Having an accurate and up-to-date reinstatement cost ensures you’re not at risk of financial shortfalls in the event of a total loss. Without one, you risk being underinsured and could face significant cost overruns should the worst happen. Equally, overvaluing the cost of rebuilding will result in higher premiums.

We prepare Insurance Valuations and Reinstatement Cost Estimates for insurance purposes, which insurance providers use to offer you coverage in the event of a total loss. This estimate includes construction works, professional fees, authority fees, and inflationary provisions.

Why Insurance Valuations Matter

An accurate insurance rebuild cost valuation provides peace of mind that your commercial property is adequately insured. Properties depreciate, building codes change, and construction costs fluctuate over time, so regular assessments are necessary to keep your insurance aligned with current market conditions.

Failing to update your insurance valuations can lead to financial risk. For example, if rebuilding costs increase after a natural disaster, underinsurance means you could face significant out-of-pocket expenses to cover the shortfall. Conversely, inflated rebuild costs increase your premiums unnecessarily.

When to Get a Quantity Surveyor’s Assessment

It is recommended to have a Quantity Surveyor conduct an insurance rebuild cost assessment:

  • When purchasing commercial property
  • After significant renovations or alterations
  • Following changes in building regulations or construction costs
  • Periodically, to keep your insurance valuation current (typically every 3–5 years)

Having regular assessments ensures your insurance valuations reflect the true cost to reinstate your property and helps avoid surprises if you need to make a claim.

Common Misconceptions about Insurance Rebuild Costs

Some property owners believe their building’s market value or purchase price automatically reflects the rebuild cost, but this is not the case. Market value includes land value and other factors that don’t impact the insurance rebuild cost.

Another misconception is that insurance policies automatically cover inflation. While some do, it’s better to have a professional Quantity Surveyor calculate inflationary provisions specific to your property to ensure coverage is adequate.

How Our Quantity Surveyors Work With You

Our team of expert Quantity Surveyors conducts thorough site inspections and detailed assessments to prepare your insurance valuations. We factor in current construction methods, materials, labour costs, professional fees, and compliance with New Zealand building regulations.

We provide clear, comprehensive reports that can be submitted directly to your insurer to facilitate accurate premium calculations and policy adjustments.

How Much Does a Depreciated Replacement Assessment Cost?

The average cost in preparing the RCA depends on the location, size, and complexity of the property. Our fees for a detailed and extensive Reinstatement Cost Assessment typically range from $900 (excl. GST) to $1,500 (excl. GST).

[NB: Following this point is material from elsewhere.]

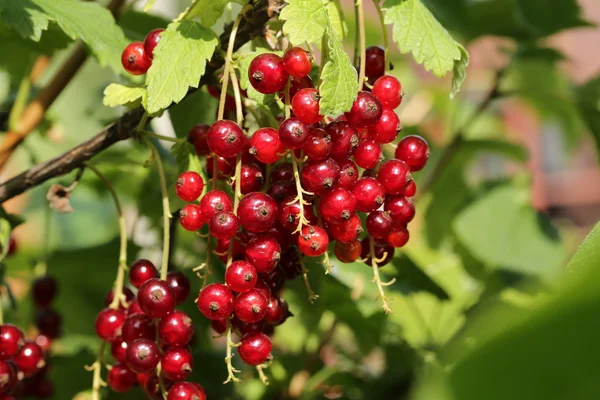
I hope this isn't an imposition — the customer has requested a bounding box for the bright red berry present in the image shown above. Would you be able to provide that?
[121,42,152,75]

Frequently Asked Questions

An Insurance Reinstatement Valuation is a critical document for protecting your property investment. Below are answers to some of the most common questions we receive about the process, cost, and timing.

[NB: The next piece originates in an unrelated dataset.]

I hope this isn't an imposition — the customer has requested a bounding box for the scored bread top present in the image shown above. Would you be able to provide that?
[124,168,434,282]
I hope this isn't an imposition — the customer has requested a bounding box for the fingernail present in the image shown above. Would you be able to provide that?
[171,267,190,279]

Our Insurance Reinstatement Valuations are priced at $900 (excluding GST) for a standard residential or commercial property. This fee covers a comprehensive assessment and a detailed report that meets all insurer requirements. For large or complex properties, we provide a fixed, upfront quote after a brief discussion.

We understand you often need this report promptly. From the time we receive all necessary property information (such as plans or a site visit), the report is typically completed and delivered to you within 2 working days.

A property's market value includes the land, which is not at risk from events like fire or storm. Insurance needs to cover only the cost to rebuild the structures on that land. Rebuild costs are influenced by construction rates, material prices, and compliance fees, which are often completely disconnected from market trends. Using market value can lead to severe under-insurance or over-paying for premiums, whereas a professional valuation provides a precise rebuild figure.